Ils se précipitèrent dans le cockpit, et s’écrièrent tous les trois en même temps : « Pedro ! Sancho ! » Les deux marins leur répondirent aussitôt en chœur : « Eh…eh…eh oui, …c’est c’est nous ! »
Esteban, Zia et Tao, aussi surpris que ravis, s’empressèrent de les inviter à monter, afin de les serrer amicalement dans leurs bras.
E : C’est un plaisir de vous revoir, mes amis ! Il parait que les affaires tournent bien ?
P : Tu as tout à fait raison, mon p’tit ! ça fait déjà un bon bout de temps que toutes les tavernes de la région sont alimentées par nous-même, et nous avons monté une affaire d’import-export qui rapporte gros ! Bientôt nous serons connus dans toute la Méditerranée, de Barcelone à Cadix, de Venise à Naples, de Palma de Majorque à Oran, et toutes les cours d’Europe s’approvisionneront par notre intermédiaire !
T : Génial ! Et vous avez déjà des commandes de la Cour d’Espagne, je suppose..
S : Non, pa...pas pou…pour l’instant mais ça …ça ne sa…saurait pas tarder !
Zia lança un regard discret à Esteban, un clin d’œil discret suivit.
Esteban comprit rapidement le message, et sourit.
E : Eh, ben, Sancho, je pense que ta première commande royale ne va pas tarder en effet!
P : Pourquoi tu dis cela ?
Il le regardait sans comprendre, sourcils froncés, et fut plus étonné encore quand Zia prit la main de son fiancé.

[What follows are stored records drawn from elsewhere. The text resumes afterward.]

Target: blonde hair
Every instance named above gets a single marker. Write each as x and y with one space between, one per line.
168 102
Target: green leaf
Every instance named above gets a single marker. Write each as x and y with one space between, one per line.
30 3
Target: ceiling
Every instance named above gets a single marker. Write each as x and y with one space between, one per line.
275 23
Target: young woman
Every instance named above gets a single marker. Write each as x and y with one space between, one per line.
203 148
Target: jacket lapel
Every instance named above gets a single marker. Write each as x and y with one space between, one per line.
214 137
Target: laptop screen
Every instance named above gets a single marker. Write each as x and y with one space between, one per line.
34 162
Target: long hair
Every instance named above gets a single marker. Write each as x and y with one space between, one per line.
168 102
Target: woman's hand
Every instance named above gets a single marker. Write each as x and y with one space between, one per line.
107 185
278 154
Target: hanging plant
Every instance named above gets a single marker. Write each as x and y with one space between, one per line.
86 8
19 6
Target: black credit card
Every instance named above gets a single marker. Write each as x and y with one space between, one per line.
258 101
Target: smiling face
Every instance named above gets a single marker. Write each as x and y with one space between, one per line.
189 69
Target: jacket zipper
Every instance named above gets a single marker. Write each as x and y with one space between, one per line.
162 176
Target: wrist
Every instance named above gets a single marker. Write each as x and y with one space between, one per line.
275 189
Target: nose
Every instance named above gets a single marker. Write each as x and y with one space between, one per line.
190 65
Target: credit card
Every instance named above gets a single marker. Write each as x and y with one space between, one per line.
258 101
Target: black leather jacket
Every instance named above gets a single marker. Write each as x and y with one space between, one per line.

Z : Eh bien, Esteban et moi allons-nous marier…
E : …et nous voudrions que vous assuriez la boisson.
S P : QUOI, VOUS ALLEZ VOUS MARIER ? ET VOUS VOULEZ QU’ON VOUS LIVRE DU VIN ?
Sancho et Pedro étaient stupéfaits, si stupéfaits que Sancho en oublia de bégayer, comme Esteban s’en fit la remarque.
S : Mm…mais c’est génial ! Alors, ce sera quand, et où ? Combien d’invités, de barils de vin ?!
E : Wow, du calme Sancho ! Je n’ai fait ma demande qu’hier !
P : Hum, évidemment qu’on accepte, wow, ça alors ! Mais ce cachottier de Mendoza ne nous avait rien dit, il va m’entendre, tiens, le voilà enfin ! Eh, c’est comme ça qu’on fait des cachotteries à ses amis ? On a failli avoir une attaque, nous, des surprises pareilles, à notre âge, c’est pas bon pour le cœur !
S : Ça ça ça, c’est vrai ! Cacaca, cachottier, va !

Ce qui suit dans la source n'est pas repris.